VSJ – September 2008 – Sounding Board

Robin Jones ruminates on the power of metaphor

Sometimes we use a word happily for generations without its having a really useful definition. Take ‘information’, for example. It wasn’t until Claude Shannon described it as a reduction in uncertainty that information theory took off. On the other hand, concepts may develop almost surreptitiously without a descriptor at all. Then someone hits on a suitable handle and, if it’s really appropriate, it seems to alter our collective way of thinking all but instantaneously.

I can’t remember when I first saw the phrase ‘in the cloud’ on the printed page but I’d be surprised if it was more than six months ago (although it is true that time flies when you’re having fun). Now, you can’t read a piece on software as a service, databases or any aspect of the Internet without tripping over it at regular intervals. And, for once, it’s a justifiable cliché. It does describe powerfully the nebulous nature of data-at-a-distance. And the metaphor goes further. Just as  gardeners don’t care how real clouds generate rain, so computer users aren’t worried about how or where their applications are housed or maintained. So long as they are, of course.

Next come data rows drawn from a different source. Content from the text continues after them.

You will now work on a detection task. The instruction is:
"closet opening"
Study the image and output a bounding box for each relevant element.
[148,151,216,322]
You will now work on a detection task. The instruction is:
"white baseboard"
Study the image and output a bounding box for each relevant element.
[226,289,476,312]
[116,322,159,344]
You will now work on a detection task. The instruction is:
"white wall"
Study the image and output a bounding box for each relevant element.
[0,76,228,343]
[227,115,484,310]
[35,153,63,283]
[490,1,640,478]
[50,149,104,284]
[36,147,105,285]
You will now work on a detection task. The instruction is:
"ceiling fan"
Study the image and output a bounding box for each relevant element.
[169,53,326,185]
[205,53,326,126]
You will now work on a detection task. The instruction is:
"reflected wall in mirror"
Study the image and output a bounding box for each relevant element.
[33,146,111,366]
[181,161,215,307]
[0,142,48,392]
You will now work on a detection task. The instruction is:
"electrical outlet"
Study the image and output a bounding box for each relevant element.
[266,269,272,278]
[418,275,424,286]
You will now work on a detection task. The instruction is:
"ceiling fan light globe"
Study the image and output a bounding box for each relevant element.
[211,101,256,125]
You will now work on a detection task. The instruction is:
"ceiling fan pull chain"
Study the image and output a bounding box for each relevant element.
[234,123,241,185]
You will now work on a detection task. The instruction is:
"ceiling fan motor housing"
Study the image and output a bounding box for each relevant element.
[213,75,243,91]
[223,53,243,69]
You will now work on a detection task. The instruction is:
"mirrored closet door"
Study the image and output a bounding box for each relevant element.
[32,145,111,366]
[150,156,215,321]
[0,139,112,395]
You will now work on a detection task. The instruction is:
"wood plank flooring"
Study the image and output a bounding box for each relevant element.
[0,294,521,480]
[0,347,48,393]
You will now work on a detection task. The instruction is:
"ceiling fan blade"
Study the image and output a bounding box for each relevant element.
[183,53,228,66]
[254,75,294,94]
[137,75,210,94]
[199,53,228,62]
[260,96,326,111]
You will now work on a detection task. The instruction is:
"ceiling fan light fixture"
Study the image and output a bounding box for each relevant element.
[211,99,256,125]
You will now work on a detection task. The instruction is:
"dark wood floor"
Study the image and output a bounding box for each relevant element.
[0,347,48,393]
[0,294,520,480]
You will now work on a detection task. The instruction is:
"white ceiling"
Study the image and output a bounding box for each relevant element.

At one level, there’s nothing really new, here. Virus signature updates have been ‘in the cloud’ for years; various music lockers are on offer; Google Docs and its predecessors and rivals date from around two years ago. In fact, I notice that I wrote here about how these things might be strung together in July 2007. But I didn’t use the phrase ‘in the cloud’. Now that we know it though, we can ask some new questions like, “If spam is in the cloud, why aren’t spam filters?” Of course, they wouldn’t be filters any more. They’d be more like macrophages in the body’s immune system, roaming the bloodstream looking for nasties to destroy. And if we could destroy spam in transit, it would dramatically reduce our bandwidth requirements. Which leads me to another question. Isn’t it strange that we’ve always used biological metaphors (virus, worm) to describe malware but our countermeasures don’t generally adopt biological models? Thinking of the Internet as body and data packets as blood might be a profitable paradigm.